Closed mbakeranalecta closed 7 years ago

mbakeranalecta commented 7 years ago

From Richard Hamilton:

Hi Mark,

I just finished chasing down a tricky problem.

By accident, I inserted an extra space in the first paragraph of a .sam file. That is, I created the following:

chapter:(#chapter.partitioning) Partitioning Complexity

    <<<(annotations.sam)

    index:: type, term
        concept, partitioning

     What is complexity in the content process (or any other process)? The complexity of a task can be measure by the number of decisions you have to make and execute. Every decision you … 

There are five spaces, instead of four, before the word “What”. I’ve included the error messages below.

I’m surprised that the syntax is that picky, but also, I’m a bit concerned that unlike some of the other error messages I’ve seen, this one doesn’t identify the line in the input file that triggered the error. I needed to do a divide and conquer test to find the offending spot (I kept splitting the file in half until I found the problem).

I played around a bit, and I like that the only concern is consistency (that is, I can make the size of the indent pretty much anything at each level, as long as everything else at the same level has the same indent), but it would be helpful to have better diagnostics for this kind of thing (which is probably pretty common).

Best regards, Richard

P.S. No need to do anything while you’re away; I’ve got things running again, and I’m sure I can diagnose anything similar that occurs, but I wanted you to know about this.

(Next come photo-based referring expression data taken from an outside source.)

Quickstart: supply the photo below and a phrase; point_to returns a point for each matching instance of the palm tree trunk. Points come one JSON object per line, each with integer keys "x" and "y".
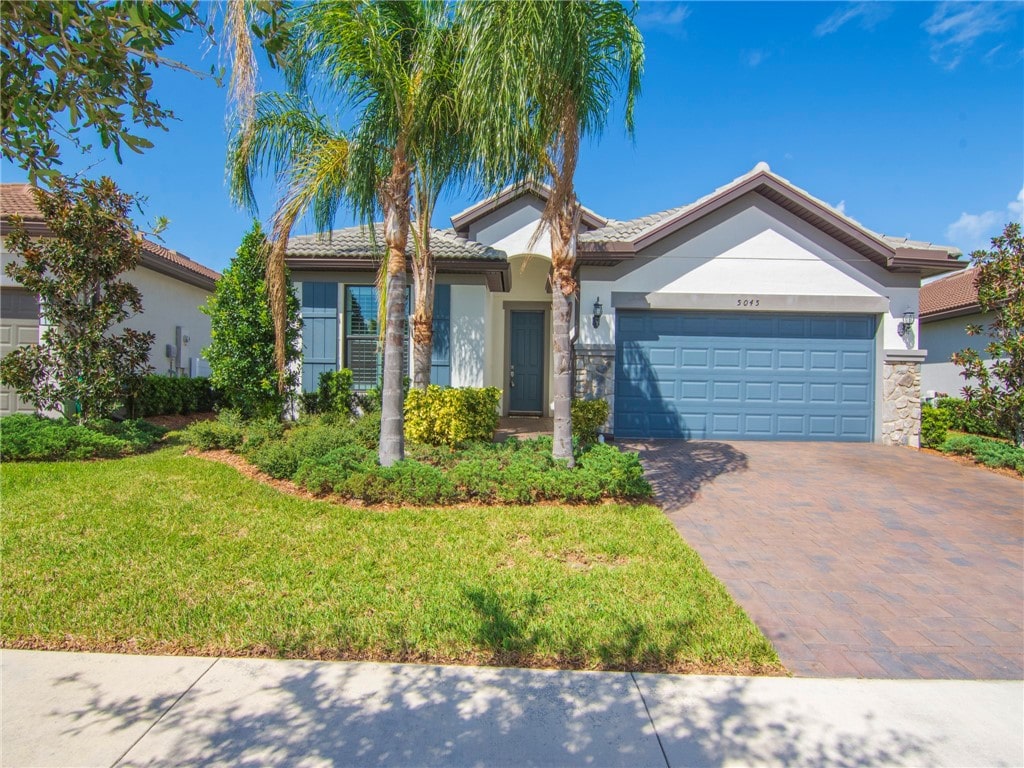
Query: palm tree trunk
{"x": 423, "y": 328}
{"x": 395, "y": 196}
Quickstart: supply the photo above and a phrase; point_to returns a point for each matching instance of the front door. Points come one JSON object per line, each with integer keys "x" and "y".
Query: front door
{"x": 525, "y": 379}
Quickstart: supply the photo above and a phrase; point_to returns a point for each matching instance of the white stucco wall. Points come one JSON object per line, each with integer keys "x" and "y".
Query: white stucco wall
{"x": 469, "y": 347}
{"x": 941, "y": 339}
{"x": 753, "y": 250}
{"x": 528, "y": 291}
{"x": 168, "y": 303}
{"x": 513, "y": 228}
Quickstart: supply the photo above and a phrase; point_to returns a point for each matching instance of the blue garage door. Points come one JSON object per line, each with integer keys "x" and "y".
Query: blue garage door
{"x": 744, "y": 376}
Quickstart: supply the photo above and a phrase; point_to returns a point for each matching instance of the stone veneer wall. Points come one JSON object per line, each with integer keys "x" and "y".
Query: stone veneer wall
{"x": 901, "y": 403}
{"x": 595, "y": 377}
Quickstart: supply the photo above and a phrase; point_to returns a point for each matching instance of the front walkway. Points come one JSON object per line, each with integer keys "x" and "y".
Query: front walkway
{"x": 857, "y": 559}
{"x": 100, "y": 710}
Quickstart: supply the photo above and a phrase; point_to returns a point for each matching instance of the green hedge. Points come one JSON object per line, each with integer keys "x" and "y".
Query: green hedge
{"x": 934, "y": 426}
{"x": 450, "y": 416}
{"x": 330, "y": 457}
{"x": 588, "y": 418}
{"x": 962, "y": 418}
{"x": 165, "y": 395}
{"x": 25, "y": 437}
{"x": 985, "y": 451}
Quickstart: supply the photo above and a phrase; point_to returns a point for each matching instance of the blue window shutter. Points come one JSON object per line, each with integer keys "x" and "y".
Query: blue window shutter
{"x": 320, "y": 332}
{"x": 440, "y": 358}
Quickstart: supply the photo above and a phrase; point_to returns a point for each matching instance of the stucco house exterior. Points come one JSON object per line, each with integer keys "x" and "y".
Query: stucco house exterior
{"x": 948, "y": 305}
{"x": 756, "y": 312}
{"x": 173, "y": 288}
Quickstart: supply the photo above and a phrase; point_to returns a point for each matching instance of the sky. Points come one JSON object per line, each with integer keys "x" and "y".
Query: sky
{"x": 907, "y": 117}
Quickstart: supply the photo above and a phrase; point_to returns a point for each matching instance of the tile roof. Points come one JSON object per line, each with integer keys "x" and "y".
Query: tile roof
{"x": 634, "y": 229}
{"x": 17, "y": 199}
{"x": 354, "y": 242}
{"x": 954, "y": 292}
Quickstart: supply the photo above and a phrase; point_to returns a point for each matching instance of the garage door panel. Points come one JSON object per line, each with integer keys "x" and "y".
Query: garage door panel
{"x": 744, "y": 376}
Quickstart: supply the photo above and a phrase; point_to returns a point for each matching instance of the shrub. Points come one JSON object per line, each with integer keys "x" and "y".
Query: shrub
{"x": 332, "y": 471}
{"x": 224, "y": 433}
{"x": 241, "y": 355}
{"x": 334, "y": 394}
{"x": 963, "y": 417}
{"x": 407, "y": 481}
{"x": 588, "y": 418}
{"x": 987, "y": 452}
{"x": 449, "y": 416}
{"x": 161, "y": 395}
{"x": 279, "y": 460}
{"x": 620, "y": 473}
{"x": 25, "y": 437}
{"x": 934, "y": 426}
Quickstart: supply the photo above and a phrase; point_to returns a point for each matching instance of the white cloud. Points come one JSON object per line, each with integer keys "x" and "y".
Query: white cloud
{"x": 974, "y": 230}
{"x": 954, "y": 27}
{"x": 754, "y": 58}
{"x": 868, "y": 14}
{"x": 666, "y": 15}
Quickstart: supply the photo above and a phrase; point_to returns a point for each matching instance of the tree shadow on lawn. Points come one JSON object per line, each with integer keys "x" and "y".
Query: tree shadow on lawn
{"x": 246, "y": 712}
{"x": 677, "y": 469}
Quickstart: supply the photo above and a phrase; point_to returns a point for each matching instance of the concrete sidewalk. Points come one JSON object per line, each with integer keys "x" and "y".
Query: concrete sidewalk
{"x": 101, "y": 710}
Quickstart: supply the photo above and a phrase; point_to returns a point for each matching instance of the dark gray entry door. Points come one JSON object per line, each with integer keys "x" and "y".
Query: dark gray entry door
{"x": 525, "y": 379}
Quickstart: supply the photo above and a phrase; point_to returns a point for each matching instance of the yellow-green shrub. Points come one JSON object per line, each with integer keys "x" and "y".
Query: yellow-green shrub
{"x": 449, "y": 416}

Here is the error message:

SAM parser information: Parsing /Users/hamilton/src/Baker/structuredwritingbook/sam/testpart.sam SAM parser information: Parsing include annotations.sam SAM parser information: Finished parsing include annotations.sam Traceback (most recent call last): File "/Users/hamilton/src/Baker/sam/samparser.py", line 2312, in samParser.parse(inf) File "/Users/hamilton/src/Baker/sam/samparser.py", line 105, in parse self.stateMachine.run((self.source, None)) File "/Users/hamilton/src/Baker/sam/statemachine.py", line 25, in run (newState, cargo) = handler(cargo) File "/Users/hamilton/src/Baker/sam/samparser.py", line 189, in _paragraph_start self.doc.add_block(b) File "/Users/hamilton/src/Baker/sam/samparser.py", line 1275, in add_block self.current_block.add(block) File "/Users/hamilton/src/Baker/sam/samparser.py", line 560, in add self.parent.add(b) File "/Users/hamilton/src/Baker/sam/samparser.py", line 755, in add str(self))) File "/Users/hamilton/src/Baker/sam/samparser.py", line 597, in str return ''.join(self._output_block()) File "/Users/hamilton/src/Baker/sam/samparser.py", line 606, in _output_block yield str(x) File "/Users/hamilton/src/Baker/sam/samparser.py", line 597, in str return ''.join(self._output_block()) File "/Users/hamilton/src/Baker/sam/samparser.py", line 777, in _output_block yield " " * int(self.indent + 4) + x[0] + ' = ' + x[1] + "\n" TypeError: Can't convert 'Flow' object to str implicitly

mbakeranalecta commented 7 years ago

This was actually a bug in the code that displays where the error occurred, so it was trying to say were the problem was, it just did not get that far.

The error is was trying to display is "A RecordSet can only have Record children." In this case the pickiness was not about indents per se. Indents indicate hierarchy, so anything that is indented under a recordset has to be treated as a record, and since the sentence was not a valid record, it did not meet that criteria.